Dodge":19kfx3uc said:


> The old Arcoy dovetailing jigs didnt use a router but used the power from a drill instead. They sometimes still come up on a certain auction site.
> 
> Rog



Wolfcraft made a 'drill' version too, seen a second hand one recently for sale, still in its package......after looking at it briefly I put it back swiftly, very 'gimmicky' :/


----------



## Dodge (19 Jan 2011)

CroppyBoy1798":gc5acuj6 said:


> Dodge":gc5acuj6 said:
> 
> 
> > The old Arcoy dovetailing jigs didnt use a router but used the power from a drill instead. They sometimes still come up on a certain auction site.
> ...



Yes I agree, the arcoy was the original, and somewhat over engineered original which wolfcraft copied with their tin foil version! :lol: :lol: 

I still have an old arcoy jig on the wall in my workshop for sentimental value!

Rog


----------



## Steve Maskery (19 Jan 2011)

The problem with the drill-powered ones is that an electric drill has a max speed in the region of 2K whereas a router spins at 20-odd K. It makes a big difference to the quality of the cut.
S


----------



## Jacob (19 Jan 2011)

mike s":f7febtbt said:


> i am a complete novice when it comes to joint jigs and this is probably a really dumb question but are there any good dovetail jigs that dont need a router?
> it would be cool to cut them with a hand saw if their is a jig that allows that
> links and pics would be nice


If you don't want to use routers and jigs why not go traditional; mark-up, saw and chisel, or just freehand with no mark-up?
It's not that difficult but you would need to do a few samples before being sure of accuracy.


----------



## OPJ (19 Jan 2011)

Alf":z8z04js7 said:


> The Veritas Dovetail Saw Guides spring to mind. There may be others, I don't know; never used one.

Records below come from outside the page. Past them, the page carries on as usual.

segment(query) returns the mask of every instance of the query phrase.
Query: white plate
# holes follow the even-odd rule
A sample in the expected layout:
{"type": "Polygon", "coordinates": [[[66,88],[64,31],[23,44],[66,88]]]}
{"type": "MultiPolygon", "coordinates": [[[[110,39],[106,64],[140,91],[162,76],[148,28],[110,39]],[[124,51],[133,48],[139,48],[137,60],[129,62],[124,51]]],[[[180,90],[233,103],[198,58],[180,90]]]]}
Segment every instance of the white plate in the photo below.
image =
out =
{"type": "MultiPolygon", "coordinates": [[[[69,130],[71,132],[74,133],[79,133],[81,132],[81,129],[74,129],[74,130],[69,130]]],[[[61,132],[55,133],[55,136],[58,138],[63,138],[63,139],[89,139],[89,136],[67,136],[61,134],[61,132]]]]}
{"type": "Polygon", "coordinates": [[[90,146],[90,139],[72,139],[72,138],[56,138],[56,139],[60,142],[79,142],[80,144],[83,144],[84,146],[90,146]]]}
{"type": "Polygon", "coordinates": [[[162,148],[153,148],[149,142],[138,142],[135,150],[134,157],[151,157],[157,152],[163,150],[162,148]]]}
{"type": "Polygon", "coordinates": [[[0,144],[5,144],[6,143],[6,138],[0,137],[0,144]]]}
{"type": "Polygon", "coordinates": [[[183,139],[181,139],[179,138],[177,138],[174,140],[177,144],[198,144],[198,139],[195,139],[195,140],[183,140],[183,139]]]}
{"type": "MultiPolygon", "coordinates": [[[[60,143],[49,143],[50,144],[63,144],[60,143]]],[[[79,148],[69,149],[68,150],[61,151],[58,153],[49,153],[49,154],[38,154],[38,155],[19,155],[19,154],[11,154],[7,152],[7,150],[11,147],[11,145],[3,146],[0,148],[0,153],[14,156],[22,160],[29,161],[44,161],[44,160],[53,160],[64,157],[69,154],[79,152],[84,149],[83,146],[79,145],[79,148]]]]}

I'm sure that David Barron also produces something very similar to these (perhaps a little bit cheaper) but, I don't know what his website is, if he has one for his tools? I remember seeing them at Yandles, two-years ago.


----------



## Wildman (7 Feb 2012)

Steve Maskery":142mnigc said:


> The problem with the drill-powered ones is that an electric drill has a max speed in the region of 2K whereas a router spins at 20-odd K. It makes a big difference to the quality of the cut.
> S


no reason why a router cannot be used with the Arcoy, I have used a bosch on mine with excelent results, less tendancy to snatch like a drill due to the extra speed. I still use my arcoy and may even have a spare one someplace, must look it out and see. The advantage over cutting by hand is not only speed but the ease with which one can do blind joints on drawer fronts.


----------



## lanemaux (8 Feb 2012)

Don't wish to be too obtuse here , but is not the Veritas mentioned by our esteemed Alf really more of a guide than a jig? If a guide is what is needed after the initial layout is done , well , I just butt a piece of straight MDF to the layout line , fastened as may be expedient (pin nailed or double stick taped or clamped or whatever) and use the squared nature of the edge to guide a backsaw. To make a jig I would make something along the lines of a dovetail marker (2 pieces of MDF joined to form a right angle with my choice of DT angle on one edge ) and again clamp to piece and use as saw guide. when done just reposition. As long as layout is accurate it is pretty foolproof. For clearing out the bottoms , you guessed it , position MDF on layout lines and chisel out as usual . Final cleanup is the only time you get on the MDF with fine paring cuts. The straight and square edge supporting the flat of the chisel.


----------



## RogerP (8 Feb 2012)

OPJ":3hnn64bt said:


> Alf":3hnn64bt said:
> 
> 
> > The Veritas Dovetail Saw Guides spring to mind. There may be others, I don't know; never used one.
> ...



Here.


----------



## Jacob (8 Feb 2012)

RogerP":2w6ylgxw said:


> OPJ":2w6ylgxw said:
> 
> 
> > Alf":2w6ylgxw said:
> ...


If you going to go that close to doing them by hand in the normal way, why not go the extra step and do them properly? IMHO just another very expensive mad gadget.


----------



## bugbear (8 Feb 2012)

mike s":19jbpcac said:


> i am a complete novice when it comes to joint jigs and this is probably a really dumb question but are there any good dovetail jigs that dont need a router?
> it would be cool to cut them with a hand saw if their is a jig that allows that
> links and pics would be nice



Not really - but there have been many aids and gadgets for the various stages of hand marking, cutting and fitting dovetails, both online and in magazines.

BugBear


----------



## MickCheese (8 Feb 2012)

I'm with Jacob on this one. I still consider myself a relative novice, I have tried several jigs, gauges and bits of wood cut to the right angle but once I put all those to one side and just got on with cutting them I was surprised that I could get passable results after a relatively short time.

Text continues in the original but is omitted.